The family then walked from Nuseirat to Al-Mawasi, where his brother had arranged a space for his family.

“This is the humanitarian region where we were asked for refuge,” Al-Sarafendi said tearfully. “My brother saw me, he couldn’t believe I was alive. …He kissed my feet, hugging me and saying, ‘Thank Allah you are safe.’”

Before the war, Al-Mawasi was a small fishing village on the Mediterranean coast of Gaza. The village has become a densely populated tent city since the start of the war, becoming more populous as some of the more than 1 million people sheltering in neighboring Rafah have fled the ground invasion that began there last month.

According to WAFA, the Palestinian news agency, at least seven people were killed in Wednesday’s attack and dozens of others were injured. Video filmed by rescuers and obtained by NBC News showed several people, apparently dead, with blood dripping from their mouths, being pulled from a warehouse engulfed in flames.

In a makeshift morgue, Amu Mhamed Abu Amara mourned the deaths of her family members, including her niece Mariam Mhamed Slimane Abu Amra, whose unborn son, Abu Amara told the NBC News team, had died with her in the attack.

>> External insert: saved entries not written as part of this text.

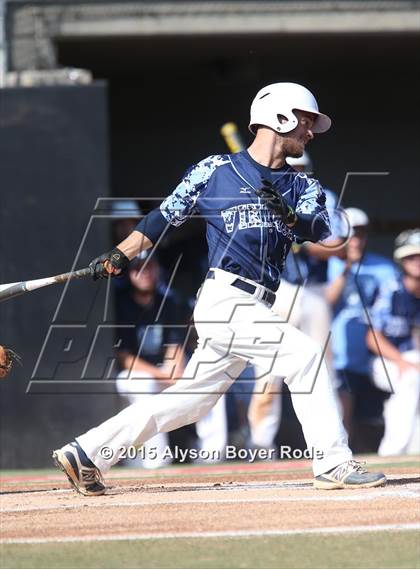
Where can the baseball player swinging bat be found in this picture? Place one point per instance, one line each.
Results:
(10, 290)
(232, 137)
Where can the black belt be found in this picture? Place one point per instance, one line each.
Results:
(269, 297)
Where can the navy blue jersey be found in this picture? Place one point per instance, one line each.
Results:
(151, 328)
(396, 314)
(244, 237)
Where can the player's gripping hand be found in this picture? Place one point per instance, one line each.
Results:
(109, 264)
(276, 202)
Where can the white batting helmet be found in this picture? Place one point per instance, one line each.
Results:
(282, 99)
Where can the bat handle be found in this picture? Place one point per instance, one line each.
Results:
(79, 274)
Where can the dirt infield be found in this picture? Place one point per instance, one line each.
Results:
(227, 499)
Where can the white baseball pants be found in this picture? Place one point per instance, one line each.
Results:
(139, 387)
(234, 328)
(401, 408)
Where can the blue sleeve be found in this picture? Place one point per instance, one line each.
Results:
(339, 227)
(313, 223)
(178, 206)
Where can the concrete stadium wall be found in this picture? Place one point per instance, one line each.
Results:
(54, 167)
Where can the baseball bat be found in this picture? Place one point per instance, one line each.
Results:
(10, 290)
(230, 133)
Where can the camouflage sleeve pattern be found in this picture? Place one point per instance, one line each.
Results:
(313, 221)
(182, 202)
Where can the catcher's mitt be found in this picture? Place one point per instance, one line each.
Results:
(7, 358)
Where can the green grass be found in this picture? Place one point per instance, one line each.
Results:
(387, 550)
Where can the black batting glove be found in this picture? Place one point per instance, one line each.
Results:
(276, 202)
(116, 259)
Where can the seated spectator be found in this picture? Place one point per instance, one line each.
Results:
(353, 287)
(150, 352)
(394, 341)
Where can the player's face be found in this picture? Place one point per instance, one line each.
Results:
(294, 142)
(411, 266)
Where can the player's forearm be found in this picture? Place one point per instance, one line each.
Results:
(134, 244)
(312, 227)
(133, 363)
(324, 251)
(174, 361)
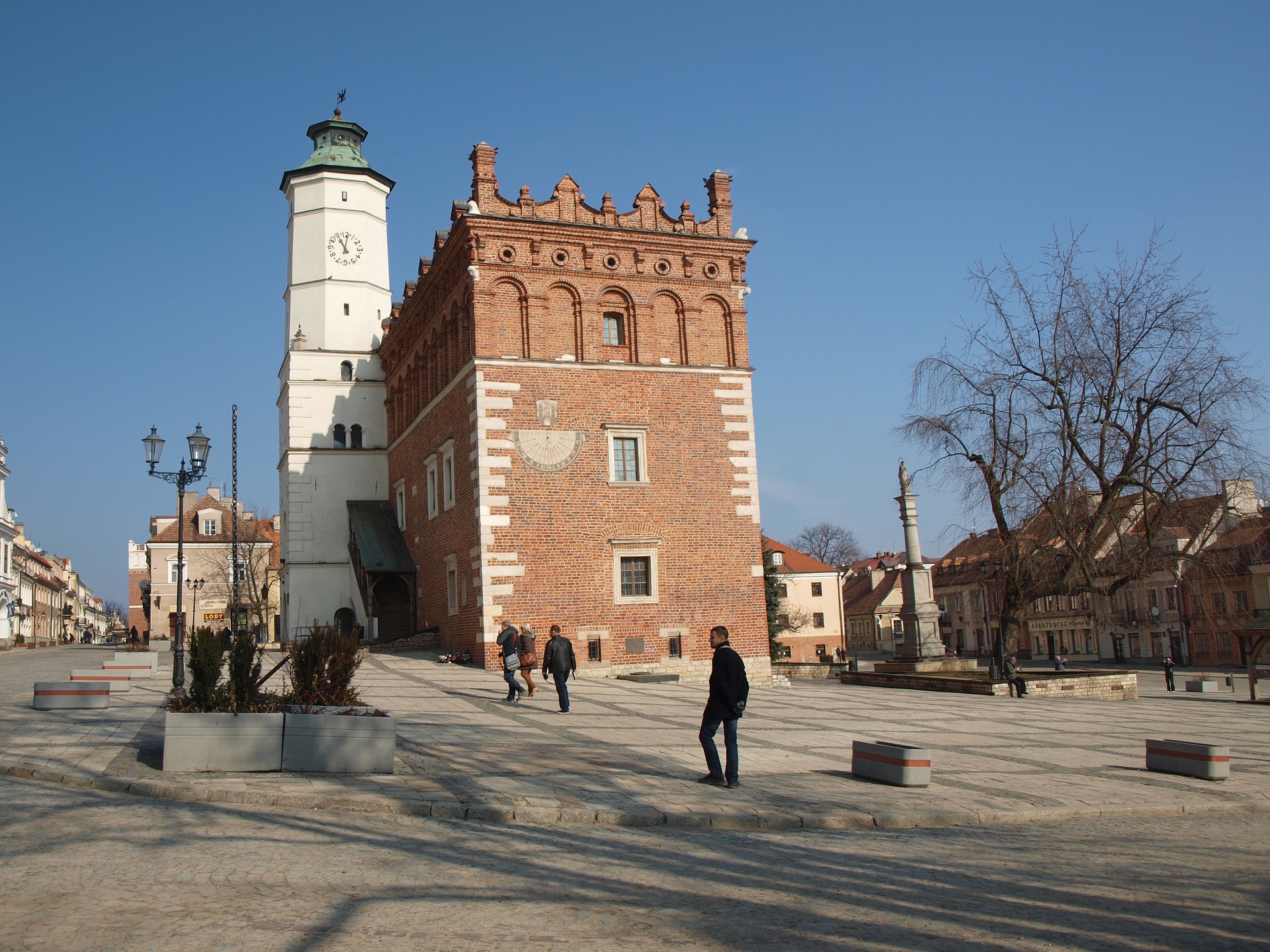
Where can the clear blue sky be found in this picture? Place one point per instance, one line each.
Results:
(876, 149)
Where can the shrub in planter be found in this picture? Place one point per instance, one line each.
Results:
(323, 666)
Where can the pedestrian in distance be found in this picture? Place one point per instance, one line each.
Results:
(560, 662)
(509, 643)
(529, 658)
(730, 691)
(1017, 686)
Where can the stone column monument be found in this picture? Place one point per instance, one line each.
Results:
(921, 649)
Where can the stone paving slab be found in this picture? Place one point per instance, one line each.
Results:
(628, 753)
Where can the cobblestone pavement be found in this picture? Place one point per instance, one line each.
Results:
(91, 870)
(628, 753)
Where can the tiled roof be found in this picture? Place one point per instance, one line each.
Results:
(860, 598)
(793, 560)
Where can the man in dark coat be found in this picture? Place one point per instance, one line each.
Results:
(730, 691)
(560, 662)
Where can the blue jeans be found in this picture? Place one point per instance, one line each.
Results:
(513, 686)
(709, 725)
(562, 690)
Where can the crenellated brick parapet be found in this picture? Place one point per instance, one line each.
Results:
(568, 204)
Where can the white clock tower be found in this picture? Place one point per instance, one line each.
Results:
(332, 416)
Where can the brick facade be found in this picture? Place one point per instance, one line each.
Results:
(499, 360)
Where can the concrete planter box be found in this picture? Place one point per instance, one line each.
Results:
(118, 681)
(70, 696)
(150, 658)
(1202, 686)
(222, 742)
(1208, 762)
(333, 743)
(898, 764)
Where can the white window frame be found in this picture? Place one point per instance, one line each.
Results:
(639, 433)
(452, 584)
(447, 474)
(648, 550)
(431, 481)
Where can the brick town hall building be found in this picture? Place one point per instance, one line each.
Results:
(554, 426)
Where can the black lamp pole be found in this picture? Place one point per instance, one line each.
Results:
(198, 447)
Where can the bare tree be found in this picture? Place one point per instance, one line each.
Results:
(831, 543)
(1081, 412)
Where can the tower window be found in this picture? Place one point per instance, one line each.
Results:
(615, 329)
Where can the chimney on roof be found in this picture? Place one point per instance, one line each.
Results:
(1240, 496)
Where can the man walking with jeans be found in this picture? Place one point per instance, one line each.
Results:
(730, 690)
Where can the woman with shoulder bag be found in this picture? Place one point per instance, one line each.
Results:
(509, 641)
(529, 658)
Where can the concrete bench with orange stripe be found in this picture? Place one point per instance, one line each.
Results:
(898, 764)
(132, 670)
(1209, 762)
(117, 681)
(70, 696)
(150, 658)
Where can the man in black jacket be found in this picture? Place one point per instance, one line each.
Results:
(730, 690)
(559, 662)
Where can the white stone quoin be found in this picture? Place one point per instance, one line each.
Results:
(331, 376)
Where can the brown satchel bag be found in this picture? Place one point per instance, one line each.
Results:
(529, 653)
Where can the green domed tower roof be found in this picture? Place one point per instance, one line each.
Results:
(337, 146)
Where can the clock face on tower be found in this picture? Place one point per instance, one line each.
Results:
(345, 247)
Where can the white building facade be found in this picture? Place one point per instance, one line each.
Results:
(332, 415)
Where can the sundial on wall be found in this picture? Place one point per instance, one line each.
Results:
(549, 451)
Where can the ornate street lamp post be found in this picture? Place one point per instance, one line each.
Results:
(198, 448)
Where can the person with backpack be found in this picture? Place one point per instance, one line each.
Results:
(509, 641)
(529, 658)
(730, 691)
(560, 662)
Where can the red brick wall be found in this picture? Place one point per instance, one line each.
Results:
(526, 280)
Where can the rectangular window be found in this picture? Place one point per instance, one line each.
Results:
(615, 329)
(626, 460)
(635, 576)
(447, 474)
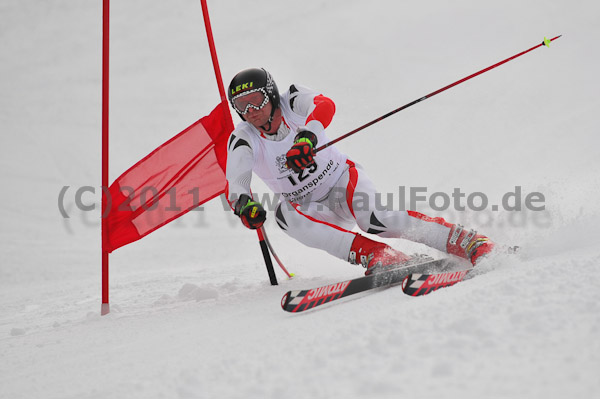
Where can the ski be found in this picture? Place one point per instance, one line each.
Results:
(423, 284)
(301, 300)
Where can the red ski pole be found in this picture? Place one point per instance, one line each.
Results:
(546, 42)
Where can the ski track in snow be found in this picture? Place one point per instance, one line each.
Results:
(192, 312)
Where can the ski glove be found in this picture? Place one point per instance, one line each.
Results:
(252, 213)
(302, 153)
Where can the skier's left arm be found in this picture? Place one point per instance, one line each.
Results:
(319, 111)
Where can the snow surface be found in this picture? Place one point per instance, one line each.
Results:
(192, 314)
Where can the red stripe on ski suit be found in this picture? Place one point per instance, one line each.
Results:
(352, 180)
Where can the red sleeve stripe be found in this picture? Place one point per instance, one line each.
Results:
(323, 112)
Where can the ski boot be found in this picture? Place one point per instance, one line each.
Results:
(468, 244)
(374, 256)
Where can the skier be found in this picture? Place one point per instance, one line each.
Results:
(322, 195)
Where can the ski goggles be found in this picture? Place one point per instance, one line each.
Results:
(255, 99)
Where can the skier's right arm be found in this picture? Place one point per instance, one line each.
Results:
(240, 161)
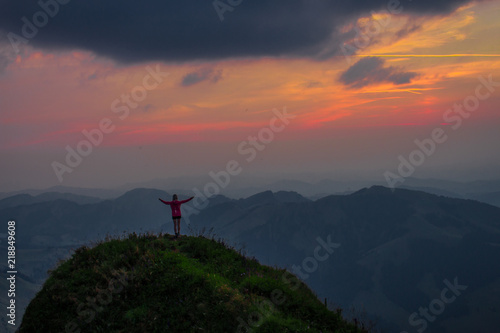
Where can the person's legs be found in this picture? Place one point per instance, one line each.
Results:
(177, 226)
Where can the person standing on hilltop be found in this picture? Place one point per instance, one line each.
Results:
(176, 212)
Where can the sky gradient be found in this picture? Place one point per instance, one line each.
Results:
(182, 92)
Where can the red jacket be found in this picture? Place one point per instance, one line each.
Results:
(176, 206)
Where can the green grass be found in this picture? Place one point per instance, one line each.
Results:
(153, 283)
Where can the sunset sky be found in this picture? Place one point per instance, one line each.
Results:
(357, 101)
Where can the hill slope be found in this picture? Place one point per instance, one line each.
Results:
(156, 284)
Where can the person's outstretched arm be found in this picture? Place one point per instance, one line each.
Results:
(183, 201)
(165, 202)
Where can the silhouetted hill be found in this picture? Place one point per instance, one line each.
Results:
(395, 247)
(395, 250)
(157, 284)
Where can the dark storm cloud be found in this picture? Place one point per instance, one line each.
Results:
(371, 70)
(184, 30)
(201, 75)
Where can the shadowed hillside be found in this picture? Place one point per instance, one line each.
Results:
(157, 284)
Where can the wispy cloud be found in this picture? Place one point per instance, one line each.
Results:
(371, 70)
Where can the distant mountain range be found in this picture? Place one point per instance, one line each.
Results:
(389, 253)
(395, 249)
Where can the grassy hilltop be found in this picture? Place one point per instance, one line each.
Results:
(151, 283)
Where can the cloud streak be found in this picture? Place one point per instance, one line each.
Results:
(371, 70)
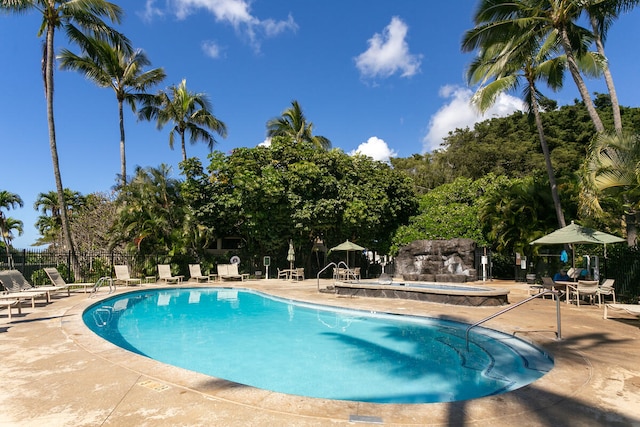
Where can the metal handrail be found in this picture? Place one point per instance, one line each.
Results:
(511, 307)
(101, 281)
(323, 269)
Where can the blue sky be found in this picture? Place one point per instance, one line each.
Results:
(385, 78)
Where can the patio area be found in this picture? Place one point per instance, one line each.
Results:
(58, 373)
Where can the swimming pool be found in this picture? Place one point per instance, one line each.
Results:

Amu Amara mourns the death of her pregnant niece after airstrikes in Al-Mawasi.  (NBC News)Amu Amara mourns the death of her pregnant niece after airstrikes in Al-Mawasi.  (NBC News)

Amu Amara mourns the death of her pregnant niece after airstrikes in Al-Mawasi. (NBC News)

“She had a baby in her belly, she was pregnant,” said Abu Amara. “We were safe in Rafah, and here we are displaced and our homes are gone, our children are gone, there is no safe place in Gaza.”

Another woman assessed the charred remains of her tent.

“Kill us with one blow and we’ll end this,” she told NBC News.